Q restricted rewrite system:
The TRS R consists of the following rules:

minus₂(x, 0) -> x
minus₂(s₁(x), s₁(y)) -> minus₂(x, y)
quot₂(0, s₁(y)) -> 0
quot₂(s₁(x), s₁(y)) -> s₁(quot₂(minus₂(x, y), s₁(y)))
app₂(nil, y) -> y
app₂(add₂(n, x), y) -> add₂(n, app₂(x, y))
reverse₁(nil) -> nil
reverse₁(add₂(n, x)) -> app₂(reverse₁(x), add₂(n, nil))
shuffle₁(nil) -> nil
shuffle₁(add₂(n, x)) -> add₂(n, shuffle₁(reverse₁(x)))
concat₂(leaf, y) -> y
concat₂(cons₂(u, v), y) -> cons₂(u, concat₂(v, y))
less_leaves₂(x, leaf) -> false
less_leaves₂(leaf, cons₂(w, z)) -> true
less_leaves₂(cons₂(u, v), cons₂(w, z)) -> less_leaves₂(concat₂(u, v), concat₂(w, z))

Q is empty.

The TRS is non-overlapping. Hence, we can switch to innermost.

↳ QTRS

  ↳ Non-Overlap Check

    ↳ QTRS

      ↳ DependencyPairsProof

Q restricted rewrite system:
The TRS R consists of the following rules:

minus₂(x, 0) -> x
minus₂(s₁(x), s₁(y)) -> minus₂(x, y)
quot₂(0, s₁(y)) -> 0
quot₂(s₁(x), s₁(y)) -> s₁(quot₂(minus₂(x, y), s₁(y)))
app₂(nil, y) -> y
app₂(add₂(n, x), y) -> add₂(n, app₂(x, y))
reverse₁(nil) -> nil
reverse₁(add₂(n, x)) -> app₂(reverse₁(x), add₂(n, nil))
shuffle₁(nil) -> nil
shuffle₁(add₂(n, x)) -> add₂(n, shuffle₁(reverse₁(x)))
concat₂(leaf, y) -> y
concat₂(cons₂(u, v), y) -> cons₂(u, concat₂(v, y))
less_leaves₂(x, leaf) -> false
less_leaves₂(leaf, cons₂(w, z)) -> true
less_leaves₂(cons₂(u, v), cons₂(w, z)) -> less_leaves₂(concat₂(u, v), concat₂(w, z))

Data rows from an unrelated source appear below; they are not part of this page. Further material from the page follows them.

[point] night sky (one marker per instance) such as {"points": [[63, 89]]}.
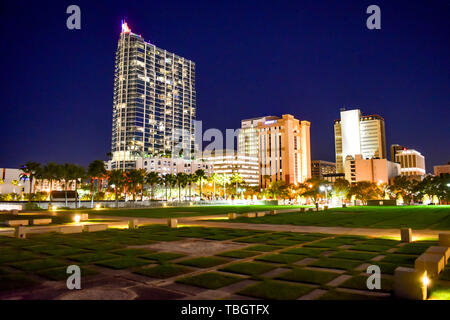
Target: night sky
{"points": [[253, 58]]}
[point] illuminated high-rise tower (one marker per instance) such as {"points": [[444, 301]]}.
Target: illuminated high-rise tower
{"points": [[154, 102]]}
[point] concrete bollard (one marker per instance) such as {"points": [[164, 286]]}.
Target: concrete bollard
{"points": [[173, 223], [95, 227], [232, 215], [249, 215], [433, 264], [444, 239], [445, 251], [20, 233], [406, 235], [409, 284], [133, 224]]}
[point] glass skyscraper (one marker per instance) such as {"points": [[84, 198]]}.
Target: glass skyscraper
{"points": [[154, 102]]}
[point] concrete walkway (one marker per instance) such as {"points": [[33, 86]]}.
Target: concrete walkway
{"points": [[205, 221]]}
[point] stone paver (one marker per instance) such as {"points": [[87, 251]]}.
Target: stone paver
{"points": [[378, 258], [317, 293], [275, 272], [336, 282], [305, 261]]}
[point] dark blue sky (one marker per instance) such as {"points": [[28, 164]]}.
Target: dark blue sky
{"points": [[254, 58]]}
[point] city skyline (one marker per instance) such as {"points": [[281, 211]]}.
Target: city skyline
{"points": [[39, 125]]}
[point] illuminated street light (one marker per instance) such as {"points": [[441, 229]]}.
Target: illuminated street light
{"points": [[326, 189]]}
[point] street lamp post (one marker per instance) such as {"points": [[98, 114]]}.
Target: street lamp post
{"points": [[325, 188]]}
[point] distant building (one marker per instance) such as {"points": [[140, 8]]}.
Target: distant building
{"points": [[442, 169], [284, 150], [394, 149], [319, 168], [332, 177], [229, 162], [356, 134], [163, 165], [411, 161], [248, 143], [154, 102], [373, 170], [13, 181]]}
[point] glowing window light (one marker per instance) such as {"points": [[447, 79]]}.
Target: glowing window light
{"points": [[125, 28], [425, 280]]}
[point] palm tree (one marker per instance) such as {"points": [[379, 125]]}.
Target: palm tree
{"points": [[181, 179], [191, 178], [96, 171], [236, 178], [50, 173], [67, 172], [201, 176], [214, 178], [116, 178], [169, 181], [224, 180], [78, 174], [153, 179], [31, 168], [136, 179]]}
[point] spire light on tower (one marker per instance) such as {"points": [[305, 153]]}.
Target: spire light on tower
{"points": [[125, 28]]}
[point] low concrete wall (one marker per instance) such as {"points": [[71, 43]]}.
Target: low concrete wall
{"points": [[135, 204]]}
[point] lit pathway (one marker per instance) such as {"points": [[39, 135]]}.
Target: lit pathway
{"points": [[205, 221]]}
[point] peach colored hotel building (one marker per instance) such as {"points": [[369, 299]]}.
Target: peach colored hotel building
{"points": [[284, 150]]}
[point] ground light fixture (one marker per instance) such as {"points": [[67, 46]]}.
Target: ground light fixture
{"points": [[425, 280]]}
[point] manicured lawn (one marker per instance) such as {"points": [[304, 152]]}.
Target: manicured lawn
{"points": [[275, 290], [416, 217], [161, 256], [210, 280], [123, 263], [163, 271], [263, 248], [339, 295], [57, 274], [308, 276], [360, 283], [312, 252], [333, 263], [281, 258], [239, 254], [93, 257], [177, 212], [249, 268], [353, 255], [36, 265], [400, 259], [204, 262], [15, 281]]}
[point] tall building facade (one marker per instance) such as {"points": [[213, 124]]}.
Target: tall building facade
{"points": [[154, 105], [379, 171], [394, 149], [248, 143], [411, 161], [319, 168], [357, 134], [229, 162], [284, 150]]}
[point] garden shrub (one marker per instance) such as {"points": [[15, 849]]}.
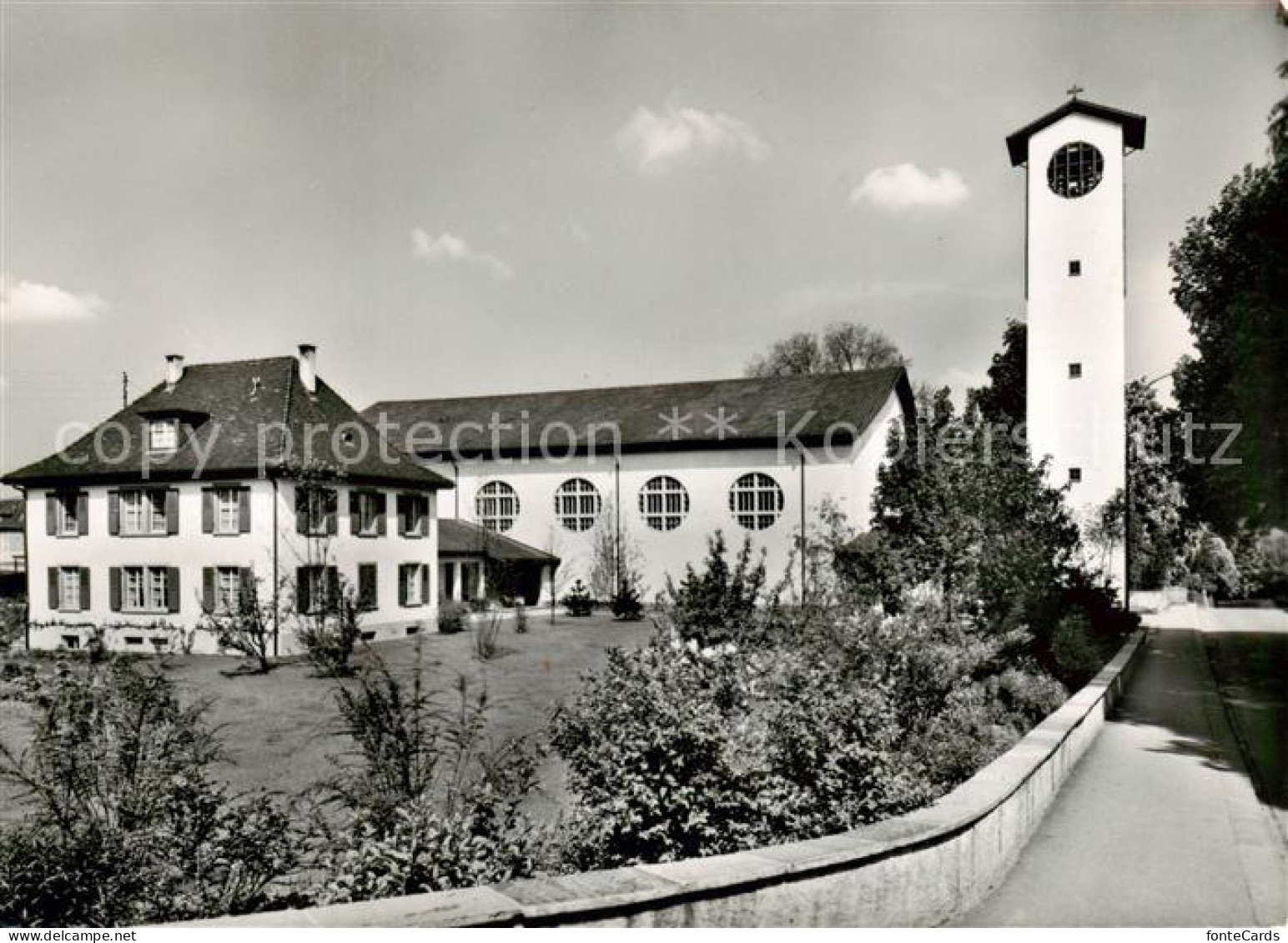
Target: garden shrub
{"points": [[719, 602]]}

The set Q consists of the following terms:

minus₂(x0, 0)
minus₂(s₁(x0), s₁(x1))
quot₂(0, s₁(x0))
quot₂(s₁(x0), s₁(x1))
app₂(nil, x0)
app₂(add₂(x0, x1), x2)
reverse₁(nil)
reverse₁(add₂(x0, x1))
shuffle₁(nil)
shuffle₁(add₂(x0, x1))
concat₂(leaf, x0)
concat₂(cons₂(x0, x1), x2)
less_leaves₂(x0, leaf)
less_leaves₂(leaf, cons₂(x0, x1))
less_leaves₂(cons₂(x0, x1), cons₂(x2, x3))

Q DP problem:
The TRS P consists of the following rules:

LESS_LEAVES₂(cons₂(u, v), cons₂(w, z)) -> CONCAT₂(u, v)
LESS_LEAVES₂(cons₂(u, v), cons₂(w, z)) -> LESS_LEAVES₂(concat₂(u, v), concat₂(w, z))
QUOT₂(s₁(x), s₁(y)) -> QUOT₂(minus₂(x, y), s₁(y))
REVERSE₁(add₂(n, x)) -> APP₂(reverse₁(x), add₂(n, nil))
REVERSE₁(add₂(n, x)) -> REVERSE₁(x)
LESS_LEAVES₂(cons₂(u, v), cons₂(w, z)) -> CONCAT₂(w, z)
SHUFFLE₁(add₂(n, x)) -> SHUFFLE₁(reverse₁(x))
MINUS₂(s₁(x), s₁(y)) -> MINUS₂(x, y)
SHUFFLE₁(add₂(n, x)) -> REVERSE₁(x)
QUOT₂(s₁(x), s₁(y)) -> MINUS₂(x, y)
CONCAT₂(cons₂(u, v), y) -> CONCAT₂(v, y)
APP₂(add₂(n, x), y) -> APP₂(x, y)

The TRS R consists of the following rules:

minus₂(x, 0) -> x
minus₂(s₁(x), s₁(y)) -> minus₂(x, y)
quot₂(0, s₁(y)) -> 0
quot₂(s₁(x), s₁(y)) -> s₁(quot₂(minus₂(x, y), s₁(y)))
app₂(nil, y) -> y
app₂(add₂(n, x), y) -> add₂(n, app₂(x, y))
reverse₁(nil) -> nil
reverse₁(add₂(n, x)) -> app₂(reverse₁(x), add₂(n, nil))
shuffle₁(nil) -> nil
shuffle₁(add₂(n, x)) -> add₂(n, shuffle₁(reverse₁(x)))
concat₂(leaf, y) -> y
concat₂(cons₂(u, v), y) -> cons₂(u, concat₂(v, y))
less_leaves₂(x, leaf) -> false
less_leaves₂(leaf, cons₂(w, z)) -> true
less_leaves₂(cons₂(u, v), cons₂(w, z)) -> less_leaves₂(concat₂(u, v), concat₂(w, z))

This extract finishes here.